The 9-1-1 operator will ask a series of questions in an attempt to determine the acuity of the call. For example a complaint of chest pain is a high priority call whereas a sprained ankle would be considered low priority.
“We aim to provide ideal response times with maximum response for high priority calls with a pared down response for a lower priority call so the responders aren’t putting the public at risk when it’s not a life threatening emergency,” he said.
The operator must confirm location, get a call back number; identify the acuity of the medical emergency and provide instructions to those on the scene as well as dispatch the appropriate resources. All of this should take 30 to 60 seconds; in an extreme situation it can take up to two minutes.
“It’s a complex series events; the ability to perform that triage requires tremendous training and we are committed to maximizing the care we deliver in the streets,” Dr. Greenwald said. “We need quality assessment and oversight. It is our intention to review all calls so we know we are dealing with them in the most appropriate fashion.”
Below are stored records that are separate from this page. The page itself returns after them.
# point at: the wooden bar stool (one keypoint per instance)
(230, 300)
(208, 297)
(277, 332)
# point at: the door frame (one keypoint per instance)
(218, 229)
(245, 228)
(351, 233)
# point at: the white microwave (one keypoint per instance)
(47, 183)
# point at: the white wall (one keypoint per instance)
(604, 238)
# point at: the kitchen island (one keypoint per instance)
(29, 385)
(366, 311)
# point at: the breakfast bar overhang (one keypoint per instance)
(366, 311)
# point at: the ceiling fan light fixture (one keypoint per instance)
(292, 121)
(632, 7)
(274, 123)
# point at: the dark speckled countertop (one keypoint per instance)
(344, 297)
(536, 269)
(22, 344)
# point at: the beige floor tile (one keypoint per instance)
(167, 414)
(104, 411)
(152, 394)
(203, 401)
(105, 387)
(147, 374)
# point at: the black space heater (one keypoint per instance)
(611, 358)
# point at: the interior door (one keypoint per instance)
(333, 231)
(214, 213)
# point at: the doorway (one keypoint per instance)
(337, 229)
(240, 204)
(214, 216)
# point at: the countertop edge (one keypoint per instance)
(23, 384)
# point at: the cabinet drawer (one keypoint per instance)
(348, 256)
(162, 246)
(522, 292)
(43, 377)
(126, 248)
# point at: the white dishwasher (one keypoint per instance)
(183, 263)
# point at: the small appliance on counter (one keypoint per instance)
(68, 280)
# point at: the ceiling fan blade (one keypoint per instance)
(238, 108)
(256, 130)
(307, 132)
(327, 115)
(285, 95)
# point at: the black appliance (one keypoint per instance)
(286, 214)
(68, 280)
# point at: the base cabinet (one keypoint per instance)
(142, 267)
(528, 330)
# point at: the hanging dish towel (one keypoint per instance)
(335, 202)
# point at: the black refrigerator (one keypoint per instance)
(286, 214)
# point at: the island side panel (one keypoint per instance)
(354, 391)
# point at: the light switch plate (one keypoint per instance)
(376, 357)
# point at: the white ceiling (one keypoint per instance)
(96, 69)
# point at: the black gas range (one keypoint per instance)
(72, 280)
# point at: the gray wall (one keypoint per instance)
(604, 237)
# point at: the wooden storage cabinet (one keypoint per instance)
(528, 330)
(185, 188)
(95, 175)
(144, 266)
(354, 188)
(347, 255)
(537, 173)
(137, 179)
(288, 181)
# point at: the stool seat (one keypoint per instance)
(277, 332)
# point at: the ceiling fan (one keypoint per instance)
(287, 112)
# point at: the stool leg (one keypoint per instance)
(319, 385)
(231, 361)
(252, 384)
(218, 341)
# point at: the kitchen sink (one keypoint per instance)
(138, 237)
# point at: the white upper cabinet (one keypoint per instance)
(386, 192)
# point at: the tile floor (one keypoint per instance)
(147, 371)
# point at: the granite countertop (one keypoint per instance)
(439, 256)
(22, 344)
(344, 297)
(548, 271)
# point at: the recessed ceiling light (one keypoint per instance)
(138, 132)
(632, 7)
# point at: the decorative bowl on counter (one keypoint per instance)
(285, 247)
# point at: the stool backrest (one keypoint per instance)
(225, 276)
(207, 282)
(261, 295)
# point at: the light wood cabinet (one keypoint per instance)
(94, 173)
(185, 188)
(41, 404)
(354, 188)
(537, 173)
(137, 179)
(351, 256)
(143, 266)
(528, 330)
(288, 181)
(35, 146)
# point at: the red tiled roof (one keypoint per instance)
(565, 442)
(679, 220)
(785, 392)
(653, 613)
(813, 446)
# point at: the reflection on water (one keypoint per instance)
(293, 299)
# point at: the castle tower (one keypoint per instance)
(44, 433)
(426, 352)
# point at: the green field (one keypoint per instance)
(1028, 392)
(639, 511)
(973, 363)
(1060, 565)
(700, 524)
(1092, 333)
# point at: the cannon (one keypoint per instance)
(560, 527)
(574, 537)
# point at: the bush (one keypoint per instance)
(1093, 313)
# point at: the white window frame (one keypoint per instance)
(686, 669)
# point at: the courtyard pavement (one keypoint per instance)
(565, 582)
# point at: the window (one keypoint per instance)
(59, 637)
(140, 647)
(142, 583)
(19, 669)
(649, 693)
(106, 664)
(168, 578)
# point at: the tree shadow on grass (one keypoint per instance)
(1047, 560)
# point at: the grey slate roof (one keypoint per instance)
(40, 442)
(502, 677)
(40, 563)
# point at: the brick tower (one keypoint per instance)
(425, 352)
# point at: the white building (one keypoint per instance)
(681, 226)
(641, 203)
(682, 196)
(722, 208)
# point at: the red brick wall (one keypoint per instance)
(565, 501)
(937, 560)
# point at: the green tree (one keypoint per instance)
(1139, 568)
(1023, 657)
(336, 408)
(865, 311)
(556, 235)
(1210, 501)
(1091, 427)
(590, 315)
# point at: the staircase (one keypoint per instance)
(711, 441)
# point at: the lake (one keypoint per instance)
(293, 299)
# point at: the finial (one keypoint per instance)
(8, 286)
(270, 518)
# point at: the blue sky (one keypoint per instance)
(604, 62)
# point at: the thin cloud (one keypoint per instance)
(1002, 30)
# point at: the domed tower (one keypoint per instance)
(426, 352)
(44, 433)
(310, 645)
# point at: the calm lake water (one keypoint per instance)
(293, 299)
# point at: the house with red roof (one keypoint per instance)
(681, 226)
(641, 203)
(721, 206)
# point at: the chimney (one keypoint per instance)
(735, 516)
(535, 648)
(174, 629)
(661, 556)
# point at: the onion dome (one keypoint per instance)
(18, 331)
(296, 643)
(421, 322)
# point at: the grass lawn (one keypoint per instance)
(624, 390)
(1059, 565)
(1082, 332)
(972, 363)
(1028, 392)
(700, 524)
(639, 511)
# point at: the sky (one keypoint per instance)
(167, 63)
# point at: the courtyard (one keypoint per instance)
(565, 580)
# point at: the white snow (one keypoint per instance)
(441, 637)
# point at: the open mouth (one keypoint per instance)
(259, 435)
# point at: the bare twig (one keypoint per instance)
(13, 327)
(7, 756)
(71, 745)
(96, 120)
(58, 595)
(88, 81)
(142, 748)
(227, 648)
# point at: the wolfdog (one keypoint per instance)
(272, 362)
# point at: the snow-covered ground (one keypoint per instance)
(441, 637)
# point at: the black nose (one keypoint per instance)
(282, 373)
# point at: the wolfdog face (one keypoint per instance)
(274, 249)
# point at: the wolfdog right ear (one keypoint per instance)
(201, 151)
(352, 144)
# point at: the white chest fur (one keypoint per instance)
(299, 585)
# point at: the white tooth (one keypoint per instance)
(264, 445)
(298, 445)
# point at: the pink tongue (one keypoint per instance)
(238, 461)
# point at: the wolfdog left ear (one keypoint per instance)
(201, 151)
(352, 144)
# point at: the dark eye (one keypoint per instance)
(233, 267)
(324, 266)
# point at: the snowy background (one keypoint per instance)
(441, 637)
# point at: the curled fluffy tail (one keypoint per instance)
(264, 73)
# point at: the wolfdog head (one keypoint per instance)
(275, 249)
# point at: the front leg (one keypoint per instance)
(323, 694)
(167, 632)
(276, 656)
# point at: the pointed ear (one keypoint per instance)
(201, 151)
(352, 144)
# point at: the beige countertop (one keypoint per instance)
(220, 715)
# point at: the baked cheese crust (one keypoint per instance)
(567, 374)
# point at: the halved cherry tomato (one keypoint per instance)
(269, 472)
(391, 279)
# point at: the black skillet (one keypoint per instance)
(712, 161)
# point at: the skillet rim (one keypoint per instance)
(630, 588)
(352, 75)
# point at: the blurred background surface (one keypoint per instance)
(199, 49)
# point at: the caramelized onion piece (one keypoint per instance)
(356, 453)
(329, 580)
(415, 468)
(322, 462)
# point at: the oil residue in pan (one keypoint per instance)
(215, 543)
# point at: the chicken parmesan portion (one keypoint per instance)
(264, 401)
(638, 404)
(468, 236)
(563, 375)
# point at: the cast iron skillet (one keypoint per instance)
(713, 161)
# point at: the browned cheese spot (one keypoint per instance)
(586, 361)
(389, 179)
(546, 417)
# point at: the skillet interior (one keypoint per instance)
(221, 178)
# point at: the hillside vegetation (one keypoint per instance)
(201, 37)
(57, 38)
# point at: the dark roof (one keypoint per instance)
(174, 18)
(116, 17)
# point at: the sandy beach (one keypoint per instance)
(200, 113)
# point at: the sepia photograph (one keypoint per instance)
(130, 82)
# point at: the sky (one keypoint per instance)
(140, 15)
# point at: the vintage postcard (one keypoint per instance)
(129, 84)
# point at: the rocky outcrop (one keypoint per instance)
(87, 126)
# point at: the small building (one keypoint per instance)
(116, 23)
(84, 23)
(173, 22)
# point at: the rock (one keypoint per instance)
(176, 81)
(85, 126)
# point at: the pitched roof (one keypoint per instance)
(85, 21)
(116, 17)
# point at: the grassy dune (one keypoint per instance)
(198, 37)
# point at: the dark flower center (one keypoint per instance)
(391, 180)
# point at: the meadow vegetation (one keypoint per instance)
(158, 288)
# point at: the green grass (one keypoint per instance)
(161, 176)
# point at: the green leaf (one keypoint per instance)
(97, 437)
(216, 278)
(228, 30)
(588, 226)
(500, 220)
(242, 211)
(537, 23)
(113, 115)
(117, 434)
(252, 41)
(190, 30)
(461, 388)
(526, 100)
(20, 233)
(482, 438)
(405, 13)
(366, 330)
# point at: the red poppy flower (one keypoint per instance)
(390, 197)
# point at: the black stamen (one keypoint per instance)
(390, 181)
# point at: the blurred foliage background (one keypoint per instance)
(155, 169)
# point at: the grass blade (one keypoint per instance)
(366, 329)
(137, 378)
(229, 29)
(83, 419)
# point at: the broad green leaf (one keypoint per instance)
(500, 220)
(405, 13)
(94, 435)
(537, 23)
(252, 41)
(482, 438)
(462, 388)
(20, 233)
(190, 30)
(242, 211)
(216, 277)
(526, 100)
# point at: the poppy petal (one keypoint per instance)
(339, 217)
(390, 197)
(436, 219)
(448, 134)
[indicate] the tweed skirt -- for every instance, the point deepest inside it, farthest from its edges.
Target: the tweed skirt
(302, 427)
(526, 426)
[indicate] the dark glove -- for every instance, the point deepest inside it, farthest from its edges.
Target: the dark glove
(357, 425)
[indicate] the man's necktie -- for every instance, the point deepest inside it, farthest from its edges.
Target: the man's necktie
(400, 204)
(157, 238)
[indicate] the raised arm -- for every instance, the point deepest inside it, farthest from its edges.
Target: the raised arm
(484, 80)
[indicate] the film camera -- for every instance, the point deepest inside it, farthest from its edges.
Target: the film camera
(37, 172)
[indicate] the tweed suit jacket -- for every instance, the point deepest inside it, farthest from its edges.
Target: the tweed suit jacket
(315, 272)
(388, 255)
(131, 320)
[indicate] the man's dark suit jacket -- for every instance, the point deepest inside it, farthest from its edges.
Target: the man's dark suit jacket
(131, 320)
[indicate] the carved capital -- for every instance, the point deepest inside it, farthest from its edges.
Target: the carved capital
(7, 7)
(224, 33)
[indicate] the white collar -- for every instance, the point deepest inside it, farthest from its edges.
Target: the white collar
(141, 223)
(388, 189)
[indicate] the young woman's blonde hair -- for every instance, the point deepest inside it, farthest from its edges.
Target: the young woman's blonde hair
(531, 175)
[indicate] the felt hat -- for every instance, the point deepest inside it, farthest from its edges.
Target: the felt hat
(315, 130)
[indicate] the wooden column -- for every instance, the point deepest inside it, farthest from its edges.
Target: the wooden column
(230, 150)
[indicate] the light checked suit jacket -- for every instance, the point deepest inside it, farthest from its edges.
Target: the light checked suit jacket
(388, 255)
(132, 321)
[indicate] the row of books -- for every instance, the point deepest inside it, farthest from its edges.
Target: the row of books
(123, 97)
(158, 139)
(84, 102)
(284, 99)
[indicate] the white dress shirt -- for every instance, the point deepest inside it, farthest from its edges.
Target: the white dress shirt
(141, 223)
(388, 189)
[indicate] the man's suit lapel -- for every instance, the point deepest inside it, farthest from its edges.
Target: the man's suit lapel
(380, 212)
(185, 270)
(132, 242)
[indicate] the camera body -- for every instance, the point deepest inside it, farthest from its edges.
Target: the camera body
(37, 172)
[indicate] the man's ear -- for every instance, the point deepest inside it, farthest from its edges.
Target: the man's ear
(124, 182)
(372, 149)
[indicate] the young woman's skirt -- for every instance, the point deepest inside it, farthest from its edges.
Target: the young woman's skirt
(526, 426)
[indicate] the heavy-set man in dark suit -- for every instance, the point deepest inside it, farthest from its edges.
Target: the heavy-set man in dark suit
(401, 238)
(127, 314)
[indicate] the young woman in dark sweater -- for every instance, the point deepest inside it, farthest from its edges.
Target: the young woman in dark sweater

The time it takes from the dispatch of services to getting resources to the victim accounts for the rest of the response time. In many cases in Sandy Springs, due to a lack of north/south corridors, traffic congestion is often a factor working against the responders, Dr. Greenwald said. He said it often adds 60 to 90 seconds to response time.
Data pertaining to this information specifically has been limited coming from Fulton County to Sandy Springs.